MFord: [back in the cheesy British accent] All of our albums are ‘A’ Albums.
MW: I talked to Mike here about the definition of success earlier, saying that success is not necessarily having that hit song in heavy rotation on MTV, but perfecting your craft and doing material that you’re proud of. How do the rest of you guys respond to that?
DM: That type of success is a real kind of success. That’s a definition of success. By describing our success, I don’t think we’ve touched anything like that. We haven’t enjoyed that kind of success. But we do have a kind of success that keeps us happy, and certainly amongst our peers and friends in our milieu, we are successful. We make a living doing music and making records, get to travel and enjoy the response of people who listen to this creative plop in the wind that we come up with. So, yeah that’s a good sign of success.
MW...: So, Murray, that puts you in the spotlight now.
MFoster: I think that there is such a discrepancy between the MTV success that we all know - the Sugar Rays and the Backstreet Boys and such - and what’s happening on the ground. What’s coming up from here. The kids in their basements, what’s happening in small clubs across North America. There’s this huge middle ground of bands such as ours that make a living ignored by the upper level. It’s this sub-culture that exists across North America of bands that will probably never crack but exist in this middle ground and fans know about them and it’s a cult thing. Separate from the mainstream radio and stuff. And that’s a really cool position to occupy, which we sort of do in the states. Because it is cult, and it is passed on through friends of friends as opposed to radio. So it creates a real devoted fan. A zealous fan that follows you all across the country. It’s a really great atmosphere playing to those people, so that’s a kind of success as well. It’s very gratifying to play to those people. To have those people.

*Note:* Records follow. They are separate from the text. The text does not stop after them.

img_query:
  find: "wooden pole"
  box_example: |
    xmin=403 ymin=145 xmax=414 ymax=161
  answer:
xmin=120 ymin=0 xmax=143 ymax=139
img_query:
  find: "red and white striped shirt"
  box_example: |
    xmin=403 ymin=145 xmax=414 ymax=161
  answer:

And in Canada when we sort of went from cult band to mainstream act six years ago, we lost those cult fans and the dynamic in the room we played had changed. And that was a drag. So it’s nice to have that in the States. That success that is cult, that is personal.

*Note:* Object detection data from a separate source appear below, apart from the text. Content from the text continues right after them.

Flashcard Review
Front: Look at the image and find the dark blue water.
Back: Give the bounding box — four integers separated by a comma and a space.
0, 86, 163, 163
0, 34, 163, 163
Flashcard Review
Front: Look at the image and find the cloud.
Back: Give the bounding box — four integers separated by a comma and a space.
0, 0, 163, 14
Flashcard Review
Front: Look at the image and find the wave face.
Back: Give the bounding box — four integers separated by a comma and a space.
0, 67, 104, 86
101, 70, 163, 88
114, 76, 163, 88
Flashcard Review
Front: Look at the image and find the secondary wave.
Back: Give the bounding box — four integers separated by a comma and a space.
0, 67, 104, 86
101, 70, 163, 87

And with Murray's philosophy of success firmly in hand, we finished up with a brief discussion of how the guys felt about the show that night at Louis’ Pub. Already well past midnight, we shut down the interview and I gathered my things. Goodbyes were said and directions were given to Mike who was looking for the campus bookstore, and then they were off. Probably to enjoy some well-deserved rest and a day off before heading out on the road again.